O livro “O
Príncipe da Privataria”, de Palmério Dória, tem a qualidade de ser
memória. Dez anos passados do final dos governos de Fernando
Henrique Cardoso, um processo do chamado Mensalão que tomou oito
anos de generosos espaços da mídia tradicional e uma viuvez
inconsolável da elite brasileira – excluída do principal poder
institucional, o Executivo, por falta de votos populares –, jogaram
para debaixo do tapete a memória do que foi o processo de
privatização brasileira e a violenta concentração de riqueza
nacional que disso resultou.
Foi quase como se a mídia tradicional brasileira e a elite
“moderna” que ingressou no capitalismo financeiro internacional na
era Collor-Fernando Henrique Cardoso tivessem tirado as palavras da
boca do próprio FHC. “Esqueçam o que eu escrevi”, teriam dito
jornais e emissoras brasileiras, se perguntadas por que subtraíram
de si próprios o mérito de ter, pelo menos, jogado luzes sobre a
pesada articulação do governo tucano para dar mais quatro anos de
mandato a Fernando Henrique, e sobre os interesses que se
acumulavam por trás de um processo de privatização que, no mínimo,
e para não dizer outra coisa, foi viciado.
Na ponta do lápis, a aprovação da reeleição a R$ 200 por cabeça
(denunciada pela Folha, com três confissões de venda documentadas
em gravações obtidas pelo jornalista Fernando Rodrigues, e uma
previsão de que, no total, pelo menos 150 parlamentares venderam
também o seu voto) e os prejuízos de uma privatização que
concentrou pesadamente renda privada no país, além de
desnacionalizar setores estratégicos para o crescimento brasileiro,
resultam em valores muito, mas muito mais expressivos do que o
escândalo do Mensalão, que os jornais (com a ajuda de declarações e
frases feitas de ministros do Supremo Tribunal Federal) cansam em
dizer que foi o maior escândalo de corrupção da história do
país.
Divulgação
na mídia
Nos dois casos – do governo Fernando Henrique e no escândalo maior
do governo Lula, o Mensalão – os jornais denunciaram.
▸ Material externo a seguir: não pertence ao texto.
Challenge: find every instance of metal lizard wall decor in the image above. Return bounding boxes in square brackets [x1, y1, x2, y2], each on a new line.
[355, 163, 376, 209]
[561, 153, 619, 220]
A diferença
para os dois períodos, todavia, foi a forma como a mídia enxergou
os desmandos. No caso da compra de votos para a reeleição, jornais
e tevês consideraram satisfatória a ação da Câmara, que cassou o
mandado de três parlamentares que confessaram, para o gravador
oculto do jornalista Fernando Rodrigues, terem recebido dinheiro
para votar a emenda da reeleição. Os escândalos relativos à
privatização foram divulgados muito mais como denúncias de
arapongagem – escutas ilegais feitas por inimigos do programa de
doação do patrimônio público a consórcios formados com dinheiro do
Banco Nacional do Desenvolvimento Econômico e Social, fundos de
previdência das estatais e capital estrangeiro (em menor volume,
mas com direito a controle acionário), do que propriamente indícios
de ilícitos do governo.
O fato de os jornais, revistas e tevês simplesmente terem apagado
de suas memórias edições desses períodos não chega, portanto, a ser
uma contradição. Ideologicamente, nunca houve uma proximidade
política tão grande entre os meios de comunicação e um governo
eleito democraticamente no país. O projeto tucano era também o
projeto de modernização acalentado pela mídia tradicional: uma
economia aberta ao capital estrangeiro, desregulada, obedecendo à
máxima liberal de que o mercado é o melhor governo para os
dinheiros. Nos editoriais da época, os jornais centenários
brasileiros expressam a comunhão, com o governo, dos ideais de um
Brasil moderno, neoliberal, fundado na ordem que já havia ganhado o
mundo e subvertido o Estado de Bem-Estar social europeu, que foi o
modelo mais longevo de capitalismo com justiça social do mundo
(talvez tenha sido este um golpe mais duro para a esquerda
democrática do mundo do que propriamente a queda do Muro de
Berlim).
Com ressalvas para denúncias de desvios que foram colocados na
categoria de “pontuais”, jamais como “sistêmicos” – como se repisa
no caso dos escândalos dos governos petistas – a imprensa embarcou
no discurso a favor de “reformas estruturais” que, ao fim e ao
cabo, representavam extinguir conquistas sociais e garantias de
soberania da Constituição de 1988. No final dos governos FHC, os
editoriais lamentaram não a corrupção sistêmica, mas o fato de o
Congresso (e não o governo) não ter cedido ao Executivo e aprovado
as demais reformas, que consistiam em reformar a Previdência e
reduzir garantias do trabalho. Enfim, acabar com a herança
getulista, como havia prometido FHC.
A elite
"moderna"
Quando se tira a história debaixo do tapete, conclui-se também que
os oito anos de governos FHC, mais os tantos anos que sobraram do
governo Collor – que sofreu o impeachment em 1991 – e os anos em
que o governo Itamar Franco esteve dominado por intelectuais
ligados a FHC e Serra e economistas da PUC do Rio, usaram todos os
recursos disponíveis na atrasada política tradicional com o
propósito declarado de “mudar” o país. Qualquer oposição era
jurássica e estava exposta ao ridículo: a elite “moderna”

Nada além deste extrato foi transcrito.